Ülkemiz sanatçıları arasında Bedreddin olayı aslına bakılırsa hala çok işlenmemiştir. Bilinen birkaç yapıt ve tarihçilerin araştırmaları dışında ne yazık ki konuyu daha detaylı araştıran ve sorgulayan üretimlerden yoksunuz. İşin aslı hayal ettiğimiz bir dünyayı bizden neredeyse 600 yıl önce düşlemiş ve daha önemlisi kurmaya çalışmış birileri, neden bugün bizim üretim alanımızda öncelikli olmasın ki? Ama şunu söylemek de gerekir kuşkusuz, Bedreddin olayı pek çok yapıta esin olmuştur ve toplumcu bakış açısıyla yaratımların önünü açmıştır. Hiç kuşku yok ki, hayal ettiğimiz dünyanın kurulabileceğine olan inancımızı güçlendirmiştir.
OYUN HAKKINDAKİ YORUMLAR:
Güngör Kızılkaya: Kibirsiz, egosuz, herkesin aynı mertebede yer aldığı arınma sanatı tiyatro. Gösteri sade, samimi ve güzel ki her birimiz sahnede hissettik kendimizi. Bence herkesin ve özellikle gençlerin şiddetle izlemesi gereken bir oyun.

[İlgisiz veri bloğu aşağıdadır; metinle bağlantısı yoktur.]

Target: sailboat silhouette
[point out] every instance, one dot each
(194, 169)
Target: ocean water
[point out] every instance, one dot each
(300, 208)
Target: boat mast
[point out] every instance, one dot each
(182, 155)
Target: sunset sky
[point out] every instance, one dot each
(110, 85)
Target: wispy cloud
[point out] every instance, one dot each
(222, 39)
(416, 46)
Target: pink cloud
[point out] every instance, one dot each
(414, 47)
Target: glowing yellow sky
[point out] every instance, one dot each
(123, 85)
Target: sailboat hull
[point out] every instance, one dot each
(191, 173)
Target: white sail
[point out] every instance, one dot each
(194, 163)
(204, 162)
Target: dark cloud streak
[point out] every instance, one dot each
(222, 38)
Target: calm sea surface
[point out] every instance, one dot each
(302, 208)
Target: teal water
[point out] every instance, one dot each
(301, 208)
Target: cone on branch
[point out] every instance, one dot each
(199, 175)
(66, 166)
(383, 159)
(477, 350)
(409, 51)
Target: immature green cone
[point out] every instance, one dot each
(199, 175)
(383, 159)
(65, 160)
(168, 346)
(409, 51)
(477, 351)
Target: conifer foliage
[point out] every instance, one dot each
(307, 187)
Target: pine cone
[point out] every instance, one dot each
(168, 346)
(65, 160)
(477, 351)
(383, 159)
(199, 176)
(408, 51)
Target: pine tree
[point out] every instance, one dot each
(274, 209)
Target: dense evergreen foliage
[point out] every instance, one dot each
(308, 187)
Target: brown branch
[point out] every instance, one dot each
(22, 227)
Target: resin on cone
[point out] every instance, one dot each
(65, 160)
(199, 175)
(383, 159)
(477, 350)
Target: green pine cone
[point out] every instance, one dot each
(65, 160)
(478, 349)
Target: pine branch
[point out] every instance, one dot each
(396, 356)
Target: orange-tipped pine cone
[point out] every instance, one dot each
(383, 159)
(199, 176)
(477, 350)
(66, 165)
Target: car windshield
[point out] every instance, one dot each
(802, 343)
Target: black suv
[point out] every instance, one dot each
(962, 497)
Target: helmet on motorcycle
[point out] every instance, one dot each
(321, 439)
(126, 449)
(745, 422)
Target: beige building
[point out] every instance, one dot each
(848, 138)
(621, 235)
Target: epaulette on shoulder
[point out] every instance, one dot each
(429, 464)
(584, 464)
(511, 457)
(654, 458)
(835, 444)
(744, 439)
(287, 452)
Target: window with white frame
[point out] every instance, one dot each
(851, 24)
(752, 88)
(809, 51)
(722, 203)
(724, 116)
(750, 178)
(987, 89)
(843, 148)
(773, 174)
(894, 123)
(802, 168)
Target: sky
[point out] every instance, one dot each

Turgut Daruga: Tıka basa doldurulmuş bir yokluktan, azaltılmış belki ama özde çoğalan özgürlük gibi. Kendinize yürümektesiniz adım adım, kendinizi bulmaktasınız çünkü. Kaçırılmaması gereken bir buluşmadır. Seni sen yapmaktadır çünkü beni ben… Bu nedenle mutlaka Bedreddin, mutlaka…
Aydoğan Yavaşlı: Serez Çarşısı esnafının yüzyıllar önce tanık olduğu çıplak gerçeğe “yalnız ve güzel ülkemizde” hâlâ yalnızca tanık olarak yaşamak, ancak bu oyunu izledikten sonra ağırınıza gidecektir. Bu oyunu izledikten sonra bu gezegende artık eskisi gibi yaşamanız mümkün değil. Oyuncuların performansı ise çağları aşıyor, günümüze çektikleri uzanımla umut veriyor. Az şey mi yani?!
Mehmet Esatoğlu: Tiyatroevi üretiyor. Ülke tiyatrosu adına bize yeni umutlar aşılıyorlar. Onları izleyince bizlerin de üretme, yaratma heyecanı ayaklanıyor.
Dinçer Sezgin: Oyun bitip de dışarı çıkınca davulun güm gümleri uzunca bir süre kulaklarımda yankılanıp durdu. Oyun için en sonunda söyleyeceğim sözü burada hemen söyleyivereyim: Çok iyi çalışılmış, sıkı bir epik tiyatro.